Analysts: China’s WTO Complaints Against US Tariffs Won’t Help Ease Trade Frictions

China has filed a lawsuit with the World Trade Organization after the U.S. on Sunday began to impose 15% tariffs on the first batch of $300 billion (US dollars)-worth of Chinese imports.

To retaliate, Beijing also levied new 5-10% duties on the first batch of US$75 billion-worth American imports including crude oil — the latest escalation of their trade war.

While some analysts laud Beijing’s efforts to honor multilateralism, others say such a move will only expose the Geneva-based trade organization’s inability to solve the dispute between the world’s two largest economies, and further undermine its credibility.

Osaka consensus

On Monday, China’s Ministry of Commerce said in a statement that Washington’s latest tariff action has seriously violated the consensus reached between U.S. President Donald Trump and Chinese President Xi Jinping during their G20 summit in Osaka, Japan.  

FILE – President Donald Trump, left, meets with Chinese President Xi Jinping on the sidelines of the G-20 summit in Osaka, Japan, June 29, 2019.

In late June, both leaders agreed to restart trade talks and hold off new tariffs.

As such, Beijing lodged the complaints at the WTO to “resolutely safeguard its legitimate interests and firmly defend the multilateral trading system and international trading order,” the statement added.

The lawsuit is the third Beijing has brought to challenge the U.S.’s China-specific tariffs at the WTO.
No rulings in sight
It first complained to the international trade body after Washington levied a 25% duty on US$50 billion of Chinese goods last July and again last September after the U.S. placed another 10% tariffs on US$200 billion of Chinese imports.

So far, the WTO has yet to rule on either of China’s previous two complaints and is highly unlikely to rule on the third in the next year or two, if not years, analysts say.

Even if panels of the trade body’s dispute settlement mechanism decide to act on China’s requests and adjudicate, it will be a “hollow judgement,” which neither country is likely to honor to resolve their trade frictions, said Roy Lee, deputy director of the WTO & RTA center under the Chung Hua Institution for Economic Research.

A hollow judgement

“These actions of theirs serve as different weapons for them to attack each other during the U.S.-China trade war. But I think that [China’s litigation] move through the WTO will have a negative impact on the trade organization,” said Lee.

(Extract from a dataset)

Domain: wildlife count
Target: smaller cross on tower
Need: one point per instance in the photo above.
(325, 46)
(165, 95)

 “That is, it will undermine the WTO’s credibility and thus be detrimental to the WTO. I think it will only end up proving one thing, that is, the WTO is unable to handle [the trade dispute] and it will result in a hollow judgement,” he added.

The United States will use the World Trade Organization in Geneva, Switzerland, to settle a dispute with China over Chinese tariffs on the 11 key raw materials.

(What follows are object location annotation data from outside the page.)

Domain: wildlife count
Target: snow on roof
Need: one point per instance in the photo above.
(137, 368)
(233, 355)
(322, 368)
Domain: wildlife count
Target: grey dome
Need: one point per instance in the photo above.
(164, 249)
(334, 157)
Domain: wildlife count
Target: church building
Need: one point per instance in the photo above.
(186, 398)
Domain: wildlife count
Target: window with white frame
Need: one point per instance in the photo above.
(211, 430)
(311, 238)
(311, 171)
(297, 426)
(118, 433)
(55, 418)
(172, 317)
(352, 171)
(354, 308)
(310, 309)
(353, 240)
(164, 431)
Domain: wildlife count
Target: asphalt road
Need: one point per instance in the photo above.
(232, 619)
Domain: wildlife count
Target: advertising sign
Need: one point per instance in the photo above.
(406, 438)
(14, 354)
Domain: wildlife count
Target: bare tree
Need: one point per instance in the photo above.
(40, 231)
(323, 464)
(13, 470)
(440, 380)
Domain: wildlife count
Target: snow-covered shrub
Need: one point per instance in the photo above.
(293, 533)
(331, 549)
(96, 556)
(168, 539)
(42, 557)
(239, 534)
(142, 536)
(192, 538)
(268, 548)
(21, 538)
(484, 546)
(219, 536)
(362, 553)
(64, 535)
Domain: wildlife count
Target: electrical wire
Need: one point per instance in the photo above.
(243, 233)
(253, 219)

Trump has made it clear that shall the U.S. lose the cases, it will not carry out any of the WTO’s judgements. He once threatened to pull the U.S. out of the WTO.

The U.S. argued that it is penalizing China for theft of intellectual properties, which isn’t covered by WTO rules.

Unfair trade practices

And both countries have agreed not to resort to the WTO to address their issues, according to Washington’s written defense published on Friday.

“China has taken the unilateral decision to adopt aggressive industrial policy measures to steal or otherwise unfairly acquire the technology of its trading partners; the U. S. has adopted tariff measures to try to obtain the elimination of China’s unfair and distortive technology-transfer policies,” it said.
Uncertainty looms on how the WTO will rule on China’s three legal cases against the U.S.

But Lee said that China is slightly upper-handed as the WTO may insist that any tariff hike about its allowed maximum must first be justified at the trade organization.

Much-needed reforms

He, however, agreed that the U.S. has a point when it argued that the WTO, which has long overlooked China’s unfair trade policies and its past failure to honor WTO commitments, requires reforms before it can rule in fairness.  

Hence, China’s move is largely symbolic in gaining moral high ground as any WTO judgement, if there is any, won’t help resolve its trade war with the U.S., analysts said.

Liao Qun, chief economist at China CITIC Bank International Ltd, agreed, saying that both countries need to iron out their differences through continued bilateral trade negotiations.
Emphasis on multilateralism
But China’s WTO action sends a clear message that neither will it easily back down from its trade fight with the U.S., nor will it support unilateralism, Liao said.
“China still hopes to honor the WTO as a multilateral [trade] organization as opposed to the U.S.’s unilateral actions or plan to overthrow [WTO rules]. It shows that China stands firmly behind the WTO,” said the economist.
Liao said that he remains optimistic that both countries will try to cut an interim deal sometime by the year’s end or early next year in the lead-up to the U.S. presidential elections.
However, Trump will weigh the U.S.’s economic performance and his own re-election bid to decide if a deal with China is worth it, he added.